Remote work has become a resource for many New Yorkers who don’t have the convenience of corporate spaces, but the surge in market value for corporate real estate leads to the opportunity for more jobs.
“Demand for space in new, amenity-rich buildings in and around Hudson Yards,” DiNapoli said in a press release from the OSC website. “Along with the firm growth around Union Square, the Village and business districts in the outer boroughs have helped increase market values, which ultimately will remain a key contributor to the city’s tax rolls.”
A billion dollar market awakens
As of August 2025, there has been an immense amount of interest in midtown Manhattan from corporate buyers. With a 63% surge in building sales (5.4 billion), midtown has been one of the major locations for high amenity office space. It’s not just in midtown either; office spaces all throughout lower Manhattan all together have been up for sale in the recent months after the major decline of the pandemic, reaching up to 5.1 billion dollars (about $16 per person in the US).
According to the office of the New York state comptrollers the total office market value has increased up to 4% (8.7 billion) since the fiscal year of 2020 not only after the demand to return back to the office but also due to the creation of newer more luxury buildings during the year 2010 that have now come up for sale.
The class mindset
As of now, five high amenity spaces (Class A) and 50 lower amenity spaces (Class B/C) are either currently on the market or have been sold. Class A spaces are being bought by companies like JP Morgan, Amalgamated Bank, and Citadel to promote an elite sense of “Club Culture” according to Forbes Magazine. Meanwhile, companies such as Vornado, Moinian, and Brookfield have shown interest in buying lower amenities of buildings often discounted from as low as 11% to 78% off. Converting those spaces to either residential or recreational areas on the Upper East side and the plaza district of Manhattan.
The rise of hybrid spaces
Development sales have also increased 53% equating to around 5.5 billion dollars (about $17 per person in the US) due to the conversion of traditional office spaces into residential ones. Which welcomes wealthy movers to amenities within the city. Businesses such as metro loft and Vanbarton have taken part in these developments; 19 buildings in Manhattan alone have been converted into residential developments in the last year, according to ariel property advisors’ research team.

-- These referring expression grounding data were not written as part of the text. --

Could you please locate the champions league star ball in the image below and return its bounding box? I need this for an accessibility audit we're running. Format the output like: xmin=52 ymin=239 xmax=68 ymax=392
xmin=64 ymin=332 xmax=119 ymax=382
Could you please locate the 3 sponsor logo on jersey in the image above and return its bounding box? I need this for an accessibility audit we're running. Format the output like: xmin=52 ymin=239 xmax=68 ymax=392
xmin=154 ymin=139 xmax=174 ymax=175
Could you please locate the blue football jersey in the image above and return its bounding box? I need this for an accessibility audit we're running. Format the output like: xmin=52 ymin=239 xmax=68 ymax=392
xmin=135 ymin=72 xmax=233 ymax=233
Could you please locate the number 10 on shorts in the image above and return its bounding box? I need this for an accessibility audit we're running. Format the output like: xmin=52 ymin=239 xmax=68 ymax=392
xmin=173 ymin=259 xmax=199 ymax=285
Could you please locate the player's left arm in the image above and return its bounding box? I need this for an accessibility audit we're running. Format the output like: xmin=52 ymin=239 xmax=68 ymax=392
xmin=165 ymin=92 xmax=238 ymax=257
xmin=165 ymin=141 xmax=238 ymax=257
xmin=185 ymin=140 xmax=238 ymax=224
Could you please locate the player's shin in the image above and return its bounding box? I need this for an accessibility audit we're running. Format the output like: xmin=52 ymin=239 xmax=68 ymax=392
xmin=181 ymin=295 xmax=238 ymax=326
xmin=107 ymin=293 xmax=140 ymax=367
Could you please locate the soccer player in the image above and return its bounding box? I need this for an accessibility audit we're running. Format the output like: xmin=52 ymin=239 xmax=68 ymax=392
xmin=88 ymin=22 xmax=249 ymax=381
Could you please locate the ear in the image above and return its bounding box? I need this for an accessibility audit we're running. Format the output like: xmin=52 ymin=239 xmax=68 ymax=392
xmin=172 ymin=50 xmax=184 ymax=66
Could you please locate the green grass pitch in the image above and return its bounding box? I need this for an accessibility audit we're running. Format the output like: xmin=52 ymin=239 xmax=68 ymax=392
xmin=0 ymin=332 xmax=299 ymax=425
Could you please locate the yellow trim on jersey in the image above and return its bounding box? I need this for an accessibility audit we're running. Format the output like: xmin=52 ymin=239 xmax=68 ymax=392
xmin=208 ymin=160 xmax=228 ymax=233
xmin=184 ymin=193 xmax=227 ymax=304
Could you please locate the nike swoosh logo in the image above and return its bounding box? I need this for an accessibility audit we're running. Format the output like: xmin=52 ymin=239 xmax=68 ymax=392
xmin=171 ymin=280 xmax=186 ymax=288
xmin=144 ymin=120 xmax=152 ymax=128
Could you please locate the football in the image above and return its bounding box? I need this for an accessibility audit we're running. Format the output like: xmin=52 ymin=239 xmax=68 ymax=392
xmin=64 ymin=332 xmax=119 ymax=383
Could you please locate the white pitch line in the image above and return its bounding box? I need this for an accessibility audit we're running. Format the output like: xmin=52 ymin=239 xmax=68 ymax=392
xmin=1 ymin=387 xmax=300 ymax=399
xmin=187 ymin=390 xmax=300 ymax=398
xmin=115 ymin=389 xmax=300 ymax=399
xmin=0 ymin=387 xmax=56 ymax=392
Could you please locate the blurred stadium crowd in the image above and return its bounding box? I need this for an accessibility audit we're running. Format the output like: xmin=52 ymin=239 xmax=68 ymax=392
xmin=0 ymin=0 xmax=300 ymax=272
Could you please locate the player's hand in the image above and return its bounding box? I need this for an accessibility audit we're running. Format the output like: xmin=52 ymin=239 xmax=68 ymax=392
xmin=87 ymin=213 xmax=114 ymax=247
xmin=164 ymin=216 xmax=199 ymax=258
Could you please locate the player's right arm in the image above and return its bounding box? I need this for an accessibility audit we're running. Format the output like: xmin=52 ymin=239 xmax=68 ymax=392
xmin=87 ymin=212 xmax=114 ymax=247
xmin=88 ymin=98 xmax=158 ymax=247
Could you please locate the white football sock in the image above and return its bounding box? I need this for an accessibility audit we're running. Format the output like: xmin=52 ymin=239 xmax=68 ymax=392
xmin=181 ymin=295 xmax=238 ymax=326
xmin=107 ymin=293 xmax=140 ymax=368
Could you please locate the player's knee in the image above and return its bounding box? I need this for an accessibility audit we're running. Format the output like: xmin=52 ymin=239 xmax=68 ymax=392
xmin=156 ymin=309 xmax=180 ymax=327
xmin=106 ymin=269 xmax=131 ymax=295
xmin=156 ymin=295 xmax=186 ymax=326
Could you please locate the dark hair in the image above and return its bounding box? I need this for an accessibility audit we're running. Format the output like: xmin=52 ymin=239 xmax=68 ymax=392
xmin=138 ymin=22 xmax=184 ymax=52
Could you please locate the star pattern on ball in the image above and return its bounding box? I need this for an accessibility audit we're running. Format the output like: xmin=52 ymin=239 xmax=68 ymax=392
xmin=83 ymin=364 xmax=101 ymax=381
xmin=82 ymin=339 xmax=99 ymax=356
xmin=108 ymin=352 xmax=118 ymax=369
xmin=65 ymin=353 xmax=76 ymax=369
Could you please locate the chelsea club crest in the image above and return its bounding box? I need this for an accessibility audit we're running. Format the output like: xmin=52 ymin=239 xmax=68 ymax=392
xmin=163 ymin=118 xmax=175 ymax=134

Can development match demand?
Although New York city seems to be undergoing a lot of developments in preparation for its next highest bidders and buyers. Compared to the market lows of 2020 and its 51% decrease in market interest when it came to buying/renovating real estate locations, will it have the same payoff that it is expecting to see? Due to the accelerated shift to remote work from the covid shutdown, which led to office space becoming obsolete almost two years later. Regardless, job openings steadily increase to up to 6.9% by November 2021. The current job market for New Yorkers as of March 2025 has reached a 4.2% rate for job opening. Many would expect there to be an influx of either corporate positions to be filled or at least opportunities for trade workers to maintain these spaces. Hopefully, with increased infrastructure development, there will be an equal employment opportunity for New Yorkers and city workers.
“Occupations related to construction and maintenance that are expected to grow faster or much faster than the 4.0 percent growth that is projected for all occupations,” said William Lawhorn and Stanislava Ilic-Godfrey in an article from Beyond the Numbers.
“Construction laborers will add the most openings of any construction occupation, 115,400 from 2023 to 2033.”